Our findings of a significant sex difference only in the age group 21–30 years support the idea of sex-related differences in olfactory function mostly in younger age categories. A pronounced decline in olfactory function was shown for both men and women middle-aged participants. Less than 50% of men above 50 years and women above 60 years of age were classified as normosmic (Fig. 2). The observed decline in olfactory function with increasing age found in our study, applied to all subtests (T, D and I), indicate that aging influences both peripheral and central structures of the olfactory pathway [7, 35, 41]. Another large study found age-related decline for all subtests, most pronounced for threshold [19]. This is in line with our findings.

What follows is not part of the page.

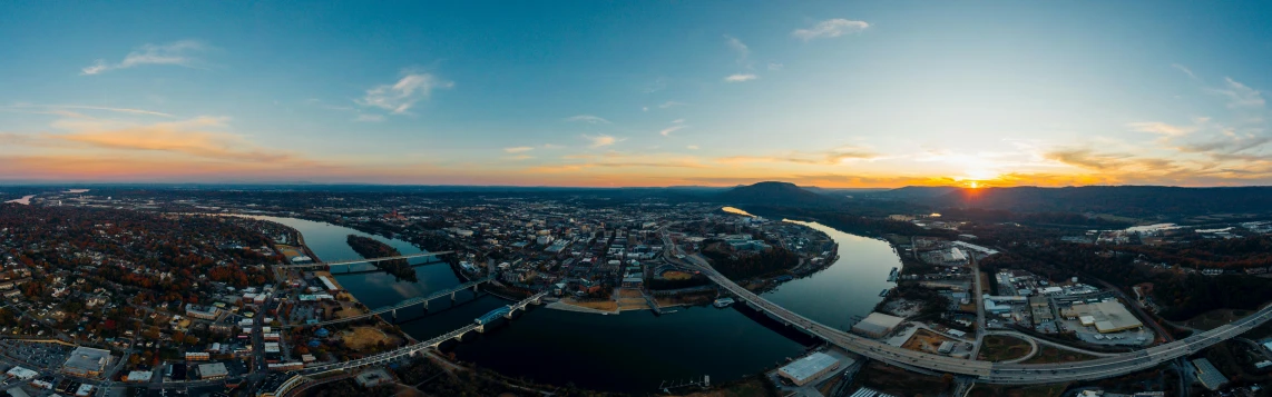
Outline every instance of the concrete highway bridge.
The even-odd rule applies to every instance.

We found significantly poorer olfactory scores in TDI, D and I, among participants with lower education compared to those with high education. The difference was not significant for T. I and D are thought to be related to higher cognitive processes, compared to T, which is primarily driven by peripheral perceptual function [41].

A strength of this study is the inclusion of healthy participants, which can better demonstrate the physiological, age-dependent decline of olfactory performance without the influence of disease-related reduction. Other strengths are the use of the validated and reliable Sniffin’ Sticks test [19] and that all participants underwent nasal endoscopy. One limitation of the study is that random sampling of the population would give a more reliable prevalence estimation than voluntary recruitment, which possibly attracts participants with particular interest in olfaction as well as the healthiest part of the population. A longitudinal study over years would be superior to assess the change of olfactory function by age. Second, we cannot rule out that some of the participants in our study had disease-related decline in olfactory function. Participants with chronic rhinosinusitis without nasal polyps may be a source of uncertainty, even if this group has shown to have olfactory function like control subject with the exception of decreased olfactory threshold [42]. Furthermore, the long-term effect of nasal surgery on OD may be debated, since this may both increase and decrease olfactory function [36]. Moreover, allergic subjects without typical symptoms of hypersensitivity on exposure may have been misclassified as non-allergic, which could have been revealed using nasal provocation test. Additionally, the Sniffin’ Sticks test’s identification subtest is not explicitly validated for the Norwegian population, introducing some insecurity of our study findings [26, 43]. Furthermore, more nuanced information could be achieved using more comprehensive questionnaires regarding olfactory-specific outcome measures, such as the Questionnaire of Olfactory Disorders (QOD) or SNOT-22 [6], as well as a validated scale for self-reported olfactory function [44] with the opportunity to categorize subjective olfactory function. Finally, information regarding co-morbidity [8], medication [10, 45] and psychological health [1] could have been included for better assessment of potential confounders.

Knowledge on the high proportion of OD in the general population, especially in the elderly, regardless of self-perceived olfactory function, may have implications for clinicians in evaluating these individuals. For the individual itself, becoming aware of the impairment may be crucial to avoid hazardous events and motivate for treatment and coping strategies to reduce the practical and social problems related to smell loss and thus improve quality of life.

Conclusion

This study demonstrate that a large proportion of voluntary healthy Norwegian adults have OD, considerably more common in elderly adults and somewhat more common in men and individuals with low education. Furthermore, it highlights the importance of using comprehensive and validated tests for a reliable olfactory evaluation, as more simple assessment methods likely underestimate the true prevalence of OD. Appropriate evaluation and treatment of individuals with OD may reduce adverse health effects of olfactory loss, both from an individual and a public health perspective.